«Una scossa così si vede ogni cento anni», in Venezuela si temono decine di migliaia di morti

«Quello che si è verificato in Venezuela è stato un grandissimo terremoto, estremamente violento e con effetti di devastazione evidenti». Silvio Seno, geologo e professore all’Università di Pavia, già direttore del Dipartimento ambiente, costruzione e design della SUPSI, fa il punto sul sisma che la scorsa notte (mezzanotte in Svizzera, le 18 ora locale) ha colpito il Paese sudamericano devastando diverse zone, tra cui la capitale Caracas. Un terremoto violento e contraddistinto da due scosse fortissime arrivate in rapida sequenza. La prima di magnitudo 7,1 e la seconda, ancora più potente, di magnitudo 7,5. Scuotimenti percepiti distintamente anche oltre i confini nazionali, fino in Colombia. Una tragedia che ha causato almeno 164 morti, migliaia di feriti, oltre 25 mila dispersi e danni materiali ancora difficili da quantificare.
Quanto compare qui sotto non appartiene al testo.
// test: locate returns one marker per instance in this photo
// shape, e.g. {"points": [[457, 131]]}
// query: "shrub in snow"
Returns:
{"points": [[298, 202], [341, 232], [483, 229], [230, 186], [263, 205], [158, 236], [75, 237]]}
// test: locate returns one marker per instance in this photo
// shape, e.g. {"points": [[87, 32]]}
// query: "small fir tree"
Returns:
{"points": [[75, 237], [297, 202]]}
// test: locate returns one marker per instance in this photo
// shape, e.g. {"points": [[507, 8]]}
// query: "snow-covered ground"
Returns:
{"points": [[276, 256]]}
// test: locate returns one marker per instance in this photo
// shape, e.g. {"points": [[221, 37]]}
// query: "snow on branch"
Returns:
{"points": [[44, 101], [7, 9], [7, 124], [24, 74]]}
E il bilancio nelle prossime ore sembra purtroppo destinato a peggiorare, con il profilarsi di una grave crisi umanitaria.
La terra non è statica
«Per capire le dinamiche dietro una scossa sismica vanno osservate le placche che compongono la crosta terrestre», spiega l’esperto. «Queste non sono statiche ma si muovono relativamente l’una all’altra. Il terremoto in questione è stato causato dal movimento della placca Caraibica e da quella del Sudamerica che si spostano lateralmente tra loro». Il movimento di queste due placche è quantificato, grazie ai moderni strumenti di misura anche satellitari, in 20 millimetri all’anno. «Significa uno spostamento relativo di 2 metri ogni 100 anni. Esistono anche movimenti molto più rapidi, come ad esempio quello della placca di Nazca verso il Sud America. Lo spostamento provoca periodicamente la rottura improvvisa della crosta, il terremoto, con un rilascio di energia che in questo caso è stato enorme».
Ripetizioni e sequenze
Quanto al verificarsi di due scosse sismiche forti (con una magnitudo superiore a 7) in diretta sequenza - ci sono stati soli 39 secondi di distanza tra la prima e la seconda - questo non è da considerarsi un fattore straordinario in casi simili, chiarisce subito Seno. «Ogni sisma evolve in una sequenza di terremoti più piccoli, chiamate repliche o aftershock, che seguono la scossa principale», spiega. «Più è grande la magnitudo della scossa principale, che in questo caso è stata la seconda, più lo saranno anche le repliche che la seguiranno». Una sequenza che – evidenzia l’esperto – può durare anche mesi, se non anni. «Le scosse naturalmente vanno progressivamente ad attenuarsi fino a risultare impercettibili e rilevabili solo tramite strumenti. Ma ogni sequenza sismica ha la sua peculiarità».
La violenza dell’impatto
A incidere sulla violenza dell’impatto del terremoto in Venezuela è stata anche la scarsa profondità a cui ha avuto origine la scossa. Ma non solo. «La zona interessata dal sisma è densamente abitata, con tanti edifici vicini tra loro e gli effetti in superficie sono stati devastanti». Un evento sismico di questa intensità, in Venezuela, non si vedeva da oltre 100 anni. Dal 1900 per essere precisi, quando il Paese sudamericano venne colpito da un terremoto di magnitudo 7,7. «Il Venezuela è una zona già di per sé caratterizzata da un’attività sismica importante», rileva il nostro interlocutore. «In quest’area i terremoti con grande magnitudo possono avvenire con una frequenza pluri-decennale».
Il caso del Cile
Frequenza però minore rispetto ad altre zone del Continente americano, come il Cile, particolarmente soggetto alle scosse. «Il Cile si trova proprio a cavallo tra due placche: quella Sudamericana e quella di Nazca, verso il Pacifico. Queste convergono tra loro, una va sotto l’altra e il fenomeno genera una sismicità ancora più grande. Basti pensare che vi si trova una velocità di movimento relativo, in questo caso di convergenza, decisamente più alta di quella in Venezuela, con ben 65 millimetri all’anno. Non bisogna dimenticare poi anche l’attività vulcanica collegata a quella sismica». Ma forse, aggiunge Seno, «nel caso del Cile, vista la situazione che il Paese si trova ad affrontare, esiste anche una maggiore consapevolezza e preparazione da parte della popolazione riguardo a questo genere di eventi. Ed è un fattore di cui si tiene conto anche, ad esempio, nelle costruzioni antisismiche».